Stockton, CA / Bilingual Weekly
It’s a fact. Latinos —or Hispanics, as some prefer to be called— are Stockton’s ethnic majority.
According to statistics released by the US Census Bureau on Monday, March 7, 2011, there are 291,707 people living within the city boundaries, 108,044 of them —or 37%— claiming to be European White, and 117,590 —or 40.3%— who considered themselves outright Latinos.
But before you start counting dark-skinned faces at the local supermarket remember that Latino IS NOT a race, but an ethnicity, meaning that a Latino can be White, Native, Black or, most likely, mixed-race.
The third Stockton group is Asians, with 62,716 individuals —21.5%— and African Americans with 35,548 residents, or 12.2 percent of the city’s population.
Although Lodi, Tracy and Manteca are still populated by a white majority, it is less so than in the year 2000. Overall, there are 685,306 persons living in San Joaquin County, 349,287 or 50.7%— calling themselves European white; and 266,341, or 38.9 percent Latino.
South of the Stanislaus River, both Modesto and Stanislaus County show an increase in its Latino population, but European white are still the majority. In Modesto only 71,381 (35.5%) of the residents claim to be Hispanic, compared to 130,833 (or 65%) whites.
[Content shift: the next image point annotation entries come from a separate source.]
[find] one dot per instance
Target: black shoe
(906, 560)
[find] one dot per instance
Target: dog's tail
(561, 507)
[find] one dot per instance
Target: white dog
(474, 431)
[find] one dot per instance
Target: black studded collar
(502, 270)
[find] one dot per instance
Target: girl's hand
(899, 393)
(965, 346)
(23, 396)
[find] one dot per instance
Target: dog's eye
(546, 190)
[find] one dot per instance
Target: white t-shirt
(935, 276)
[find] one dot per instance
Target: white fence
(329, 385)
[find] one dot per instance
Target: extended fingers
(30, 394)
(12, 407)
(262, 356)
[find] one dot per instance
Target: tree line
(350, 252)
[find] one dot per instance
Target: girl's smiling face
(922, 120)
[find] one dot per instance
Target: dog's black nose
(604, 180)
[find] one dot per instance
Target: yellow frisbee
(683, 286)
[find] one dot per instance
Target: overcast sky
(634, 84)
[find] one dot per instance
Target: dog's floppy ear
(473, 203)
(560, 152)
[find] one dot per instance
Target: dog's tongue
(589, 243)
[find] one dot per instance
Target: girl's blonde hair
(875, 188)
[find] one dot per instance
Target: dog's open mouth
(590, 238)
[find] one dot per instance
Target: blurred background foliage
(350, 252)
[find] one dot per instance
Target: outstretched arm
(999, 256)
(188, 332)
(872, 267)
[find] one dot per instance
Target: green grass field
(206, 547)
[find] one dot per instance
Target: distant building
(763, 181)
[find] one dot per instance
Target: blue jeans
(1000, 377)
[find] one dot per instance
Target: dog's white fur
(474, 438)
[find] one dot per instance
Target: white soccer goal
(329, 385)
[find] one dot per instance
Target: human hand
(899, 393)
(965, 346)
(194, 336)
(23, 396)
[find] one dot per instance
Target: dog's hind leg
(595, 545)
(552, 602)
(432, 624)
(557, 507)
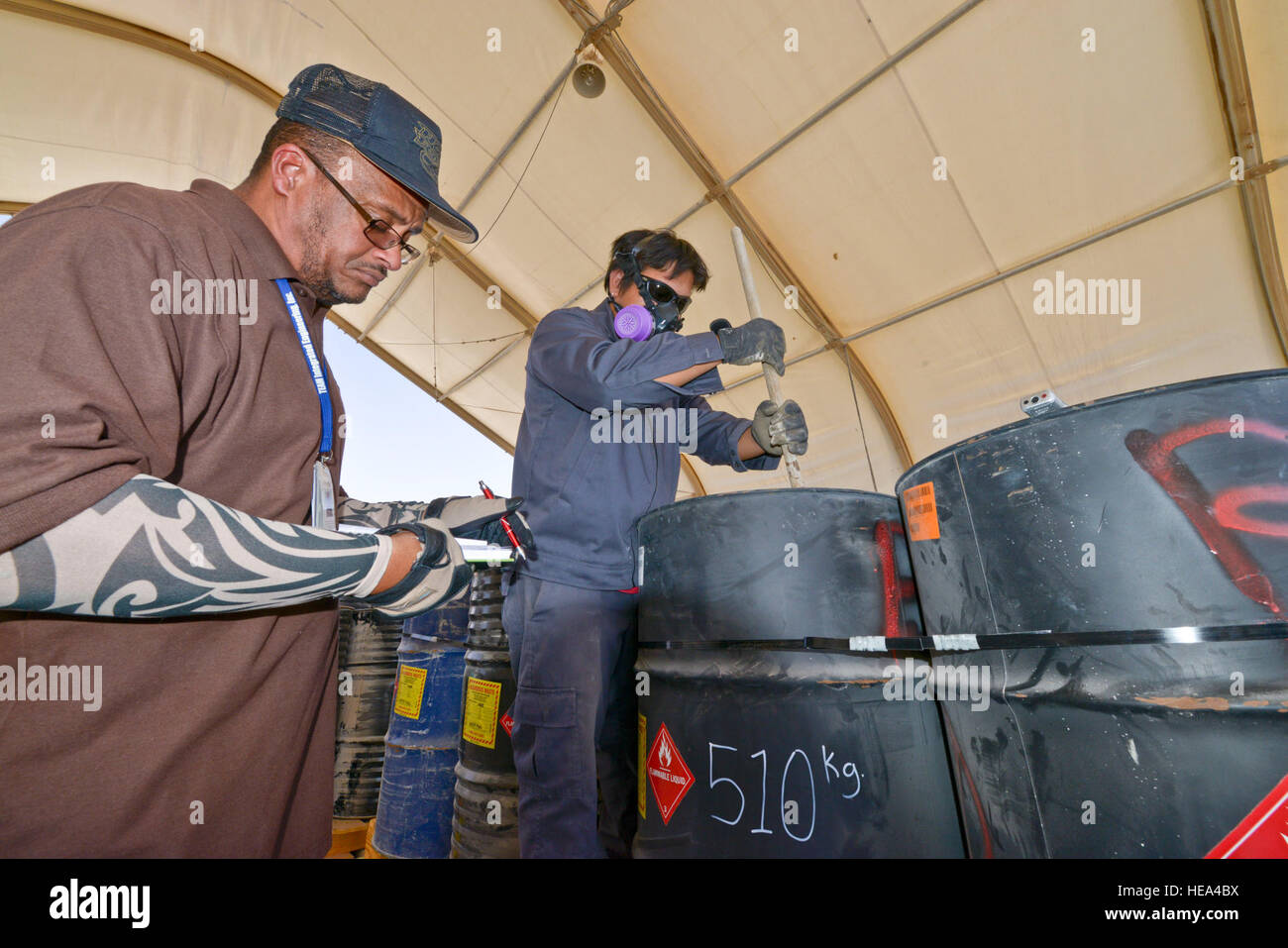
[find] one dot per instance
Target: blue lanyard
(316, 366)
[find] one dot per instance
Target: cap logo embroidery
(430, 149)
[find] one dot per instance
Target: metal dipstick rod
(773, 380)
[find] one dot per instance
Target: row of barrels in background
(423, 729)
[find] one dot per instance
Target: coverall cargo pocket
(550, 762)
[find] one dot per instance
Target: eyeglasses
(376, 231)
(662, 292)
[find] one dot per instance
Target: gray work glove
(480, 518)
(780, 427)
(758, 340)
(438, 575)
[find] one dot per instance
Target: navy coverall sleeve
(719, 434)
(592, 372)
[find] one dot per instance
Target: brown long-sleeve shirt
(215, 734)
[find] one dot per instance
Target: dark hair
(327, 149)
(661, 250)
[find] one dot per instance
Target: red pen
(505, 524)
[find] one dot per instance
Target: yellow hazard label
(918, 504)
(410, 693)
(482, 704)
(643, 742)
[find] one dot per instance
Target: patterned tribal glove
(438, 575)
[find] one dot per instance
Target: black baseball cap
(387, 130)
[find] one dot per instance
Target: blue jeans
(575, 717)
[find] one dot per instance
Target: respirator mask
(662, 309)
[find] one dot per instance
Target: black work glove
(780, 427)
(438, 575)
(759, 340)
(480, 518)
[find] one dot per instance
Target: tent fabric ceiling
(1044, 145)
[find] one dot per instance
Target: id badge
(323, 496)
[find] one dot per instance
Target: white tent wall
(1044, 145)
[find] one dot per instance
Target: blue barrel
(413, 819)
(1116, 578)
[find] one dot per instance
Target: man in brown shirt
(161, 437)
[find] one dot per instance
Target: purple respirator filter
(634, 322)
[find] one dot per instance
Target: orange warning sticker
(918, 505)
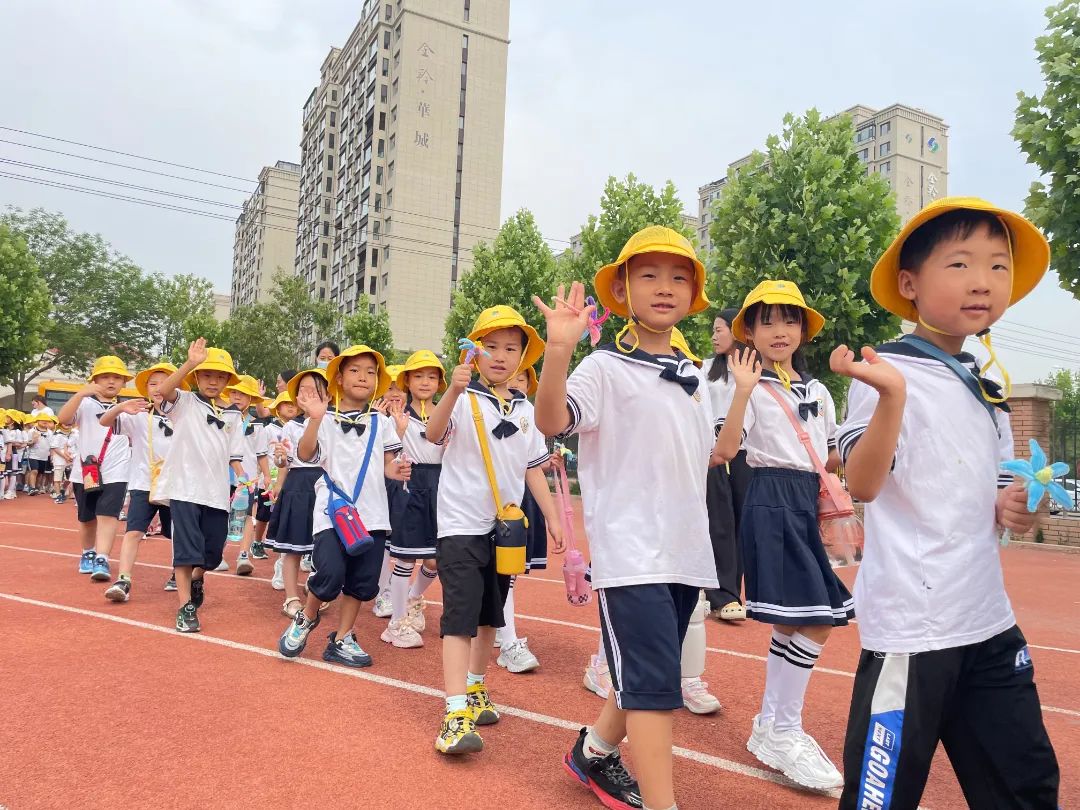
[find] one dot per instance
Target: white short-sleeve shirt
(341, 454)
(466, 503)
(92, 437)
(643, 460)
(931, 572)
(197, 470)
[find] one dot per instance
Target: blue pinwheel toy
(1038, 477)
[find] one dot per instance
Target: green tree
(370, 329)
(1048, 131)
(98, 298)
(25, 310)
(806, 211)
(517, 265)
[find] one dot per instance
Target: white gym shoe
(383, 605)
(278, 582)
(416, 613)
(597, 677)
(800, 758)
(401, 633)
(517, 657)
(696, 697)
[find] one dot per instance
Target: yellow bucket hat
(653, 239)
(418, 360)
(678, 341)
(503, 318)
(778, 292)
(354, 351)
(1029, 251)
(250, 386)
(217, 360)
(143, 377)
(109, 364)
(294, 382)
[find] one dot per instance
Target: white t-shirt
(341, 455)
(197, 469)
(92, 436)
(931, 575)
(768, 435)
(643, 459)
(466, 503)
(137, 428)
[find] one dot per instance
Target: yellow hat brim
(606, 275)
(1030, 253)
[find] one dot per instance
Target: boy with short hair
(99, 509)
(647, 431)
(473, 591)
(943, 659)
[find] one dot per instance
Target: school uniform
(343, 437)
(109, 499)
(943, 659)
(194, 478)
(646, 432)
(293, 514)
(415, 518)
(473, 592)
(143, 430)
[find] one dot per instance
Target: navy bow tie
(689, 383)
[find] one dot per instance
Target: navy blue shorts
(337, 572)
(643, 628)
(140, 513)
(199, 534)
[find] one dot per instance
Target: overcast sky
(673, 90)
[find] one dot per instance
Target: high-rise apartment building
(265, 241)
(906, 146)
(402, 167)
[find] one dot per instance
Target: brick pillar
(1030, 419)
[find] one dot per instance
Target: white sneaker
(517, 657)
(696, 697)
(416, 613)
(800, 758)
(597, 677)
(278, 581)
(401, 633)
(383, 607)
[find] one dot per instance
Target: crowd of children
(379, 480)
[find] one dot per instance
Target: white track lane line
(558, 723)
(542, 619)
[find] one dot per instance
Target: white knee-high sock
(422, 582)
(693, 642)
(399, 586)
(794, 678)
(778, 648)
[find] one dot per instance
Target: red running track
(106, 705)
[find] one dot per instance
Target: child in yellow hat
(473, 590)
(207, 441)
(943, 657)
(150, 433)
(99, 508)
(647, 523)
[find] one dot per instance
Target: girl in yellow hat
(790, 580)
(107, 477)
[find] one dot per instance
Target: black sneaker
(606, 777)
(119, 591)
(198, 593)
(187, 619)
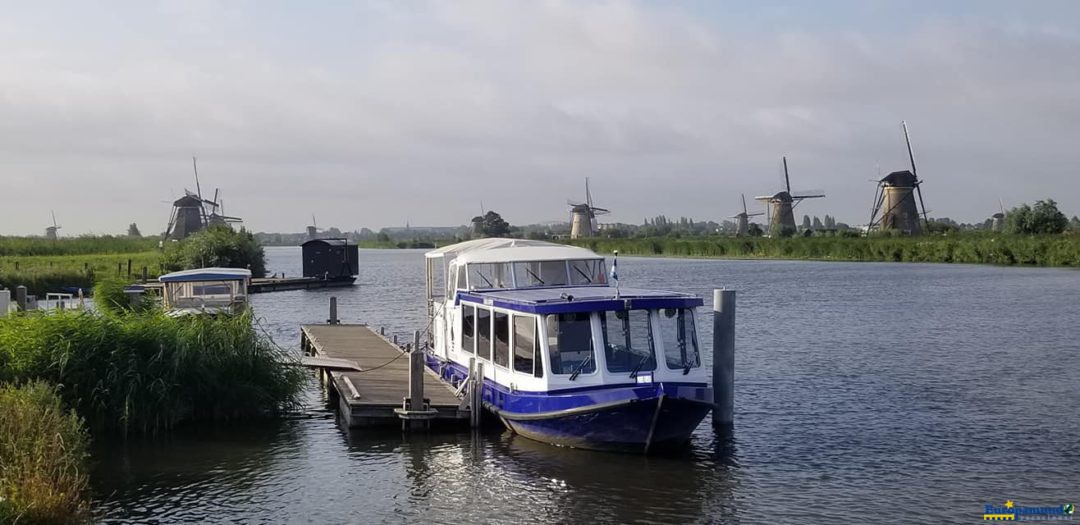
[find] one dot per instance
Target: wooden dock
(369, 376)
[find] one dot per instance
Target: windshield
(570, 344)
(679, 338)
(628, 341)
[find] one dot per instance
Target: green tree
(494, 225)
(1043, 218)
(217, 246)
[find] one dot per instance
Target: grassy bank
(146, 373)
(42, 457)
(44, 273)
(76, 245)
(968, 247)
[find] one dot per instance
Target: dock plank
(381, 384)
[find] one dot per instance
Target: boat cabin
(205, 291)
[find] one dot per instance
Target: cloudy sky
(378, 113)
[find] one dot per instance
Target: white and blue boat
(568, 358)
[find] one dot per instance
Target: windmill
(51, 230)
(894, 201)
(583, 215)
(189, 212)
(782, 204)
(742, 219)
(998, 219)
(313, 229)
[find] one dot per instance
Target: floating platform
(368, 375)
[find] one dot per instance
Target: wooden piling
(724, 358)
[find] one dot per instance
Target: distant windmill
(51, 230)
(583, 215)
(782, 204)
(313, 229)
(998, 219)
(894, 201)
(189, 213)
(742, 219)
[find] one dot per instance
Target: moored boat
(568, 358)
(205, 291)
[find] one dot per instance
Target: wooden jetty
(369, 376)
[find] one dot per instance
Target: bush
(42, 457)
(149, 372)
(217, 246)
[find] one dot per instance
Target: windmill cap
(902, 178)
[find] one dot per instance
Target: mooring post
(476, 390)
(416, 379)
(21, 297)
(724, 358)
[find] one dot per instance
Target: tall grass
(970, 247)
(42, 457)
(148, 372)
(77, 245)
(41, 274)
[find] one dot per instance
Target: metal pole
(477, 393)
(21, 297)
(724, 358)
(416, 377)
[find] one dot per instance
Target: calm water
(865, 392)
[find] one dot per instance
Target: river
(865, 392)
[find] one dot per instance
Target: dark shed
(331, 258)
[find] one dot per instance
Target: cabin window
(570, 344)
(502, 339)
(527, 347)
(628, 341)
(680, 341)
(540, 273)
(468, 327)
(460, 279)
(584, 272)
(485, 276)
(484, 333)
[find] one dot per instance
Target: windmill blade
(809, 194)
(918, 189)
(787, 180)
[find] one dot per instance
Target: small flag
(615, 272)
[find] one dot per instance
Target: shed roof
(328, 242)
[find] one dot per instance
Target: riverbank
(964, 248)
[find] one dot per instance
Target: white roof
(508, 250)
(207, 274)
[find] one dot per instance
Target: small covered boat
(202, 291)
(568, 359)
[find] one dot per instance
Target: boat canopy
(207, 274)
(580, 299)
(496, 251)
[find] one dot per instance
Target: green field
(973, 247)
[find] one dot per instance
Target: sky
(385, 112)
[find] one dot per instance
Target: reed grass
(964, 247)
(76, 245)
(147, 372)
(42, 457)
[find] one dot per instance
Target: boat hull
(632, 417)
(642, 426)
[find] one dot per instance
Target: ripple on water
(861, 388)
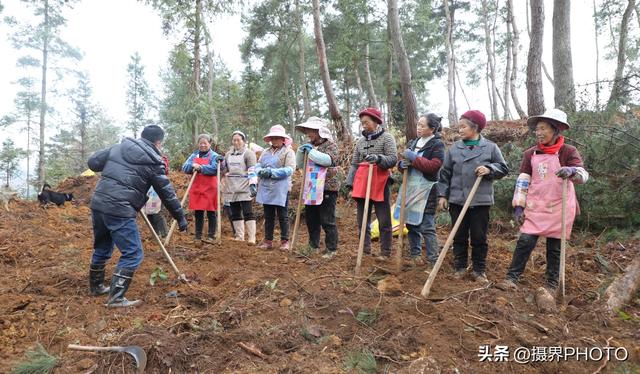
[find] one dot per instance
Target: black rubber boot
(96, 280)
(120, 282)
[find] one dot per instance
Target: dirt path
(302, 313)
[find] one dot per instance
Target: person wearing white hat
(274, 169)
(321, 183)
(241, 186)
(537, 197)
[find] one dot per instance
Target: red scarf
(552, 149)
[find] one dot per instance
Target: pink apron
(543, 213)
(378, 181)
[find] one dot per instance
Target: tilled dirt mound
(247, 310)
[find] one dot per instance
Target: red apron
(204, 190)
(543, 213)
(379, 180)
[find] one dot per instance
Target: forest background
(77, 76)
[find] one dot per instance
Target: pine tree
(138, 95)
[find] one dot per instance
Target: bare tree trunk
(347, 100)
(515, 46)
(451, 83)
(196, 65)
(507, 72)
(619, 84)
(564, 93)
(371, 93)
(301, 63)
(389, 84)
(595, 23)
(356, 74)
(535, 96)
(408, 98)
(343, 132)
(488, 40)
(28, 148)
(210, 79)
(287, 97)
(43, 94)
(462, 88)
(544, 66)
(212, 107)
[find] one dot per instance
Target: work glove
(566, 172)
(306, 147)
(182, 224)
(518, 215)
(410, 155)
(265, 173)
(404, 164)
(373, 159)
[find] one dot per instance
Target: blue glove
(566, 172)
(265, 173)
(374, 159)
(306, 147)
(182, 224)
(410, 155)
(404, 164)
(518, 215)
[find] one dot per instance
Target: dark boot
(96, 280)
(120, 282)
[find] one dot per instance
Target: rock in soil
(390, 286)
(545, 301)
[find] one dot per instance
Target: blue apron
(272, 191)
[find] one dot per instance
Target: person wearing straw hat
(537, 199)
(423, 157)
(202, 196)
(377, 147)
(274, 169)
(321, 184)
(467, 159)
(241, 186)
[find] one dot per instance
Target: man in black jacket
(128, 170)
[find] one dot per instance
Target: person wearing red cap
(378, 147)
(537, 198)
(468, 158)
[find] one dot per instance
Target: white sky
(108, 32)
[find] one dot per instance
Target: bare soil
(299, 312)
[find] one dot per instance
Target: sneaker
(479, 277)
(328, 255)
(460, 273)
(267, 244)
(507, 285)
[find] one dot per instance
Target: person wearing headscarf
(274, 169)
(471, 157)
(321, 183)
(377, 147)
(204, 190)
(423, 157)
(537, 198)
(241, 186)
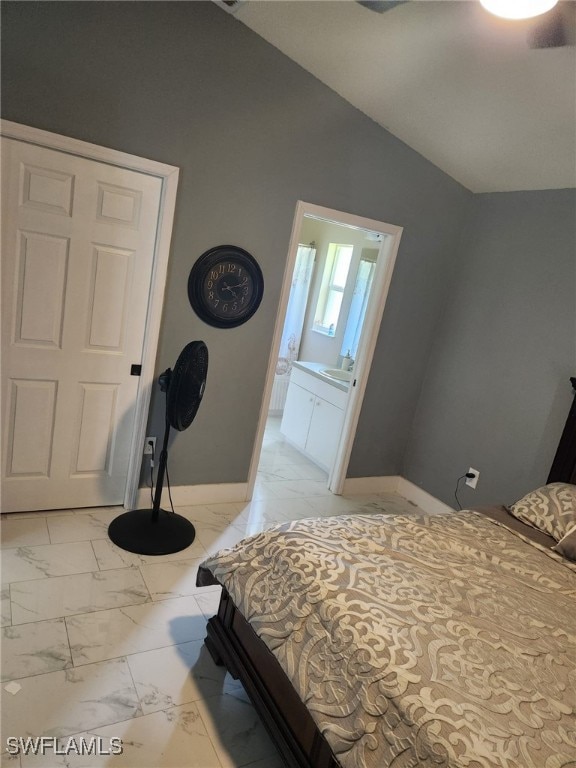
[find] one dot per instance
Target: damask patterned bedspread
(417, 640)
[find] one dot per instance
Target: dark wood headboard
(564, 465)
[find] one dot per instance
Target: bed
(378, 641)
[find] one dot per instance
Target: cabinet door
(297, 414)
(324, 433)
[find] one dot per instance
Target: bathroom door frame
(367, 345)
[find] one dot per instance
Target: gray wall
(497, 390)
(186, 84)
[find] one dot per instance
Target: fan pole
(161, 472)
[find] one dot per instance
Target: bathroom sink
(337, 373)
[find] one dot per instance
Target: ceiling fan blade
(380, 6)
(555, 29)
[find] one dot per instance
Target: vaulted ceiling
(460, 86)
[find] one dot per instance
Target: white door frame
(169, 177)
(373, 319)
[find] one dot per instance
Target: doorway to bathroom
(336, 281)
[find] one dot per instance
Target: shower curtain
(293, 324)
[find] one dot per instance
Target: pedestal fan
(155, 531)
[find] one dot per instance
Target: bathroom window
(357, 313)
(332, 288)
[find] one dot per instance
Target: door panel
(78, 240)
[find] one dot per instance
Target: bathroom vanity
(314, 411)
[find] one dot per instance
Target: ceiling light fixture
(518, 9)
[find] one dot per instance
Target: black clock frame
(196, 282)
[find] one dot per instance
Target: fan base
(135, 532)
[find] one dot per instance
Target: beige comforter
(417, 641)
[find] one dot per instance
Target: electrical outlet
(472, 481)
(149, 450)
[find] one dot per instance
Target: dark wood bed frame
(233, 643)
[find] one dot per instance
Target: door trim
(382, 279)
(169, 177)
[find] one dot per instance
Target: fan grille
(187, 384)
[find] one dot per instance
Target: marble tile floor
(99, 642)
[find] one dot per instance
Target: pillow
(567, 545)
(551, 508)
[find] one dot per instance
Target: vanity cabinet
(313, 417)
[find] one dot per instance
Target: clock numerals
(225, 286)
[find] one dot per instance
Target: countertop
(315, 369)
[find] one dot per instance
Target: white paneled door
(78, 239)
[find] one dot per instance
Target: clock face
(225, 286)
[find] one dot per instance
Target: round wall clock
(225, 286)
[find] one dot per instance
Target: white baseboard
(422, 498)
(189, 495)
(360, 486)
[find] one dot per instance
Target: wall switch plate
(472, 481)
(149, 450)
California’s Latino population grew to 14 million —37.7%— but still far from European whites, who represent 57.6 percent (21.5 million) in a total of 37.2 million residents.
Population-wise, the largest county is Los Angeles, with 9,818,605 inhabitants. Its population grew by 3.1 percent since 2000. The other counties in the top five include San Diego, with a population of 3,095,313 (increase of 10.0 percent); Orange, 3,010,232 (increase of 5.8 percent); Riverside, 2,189,641 (increase of 41.7 percent); and San Bernardino, 2,035,210 (increase of 19.1 percent).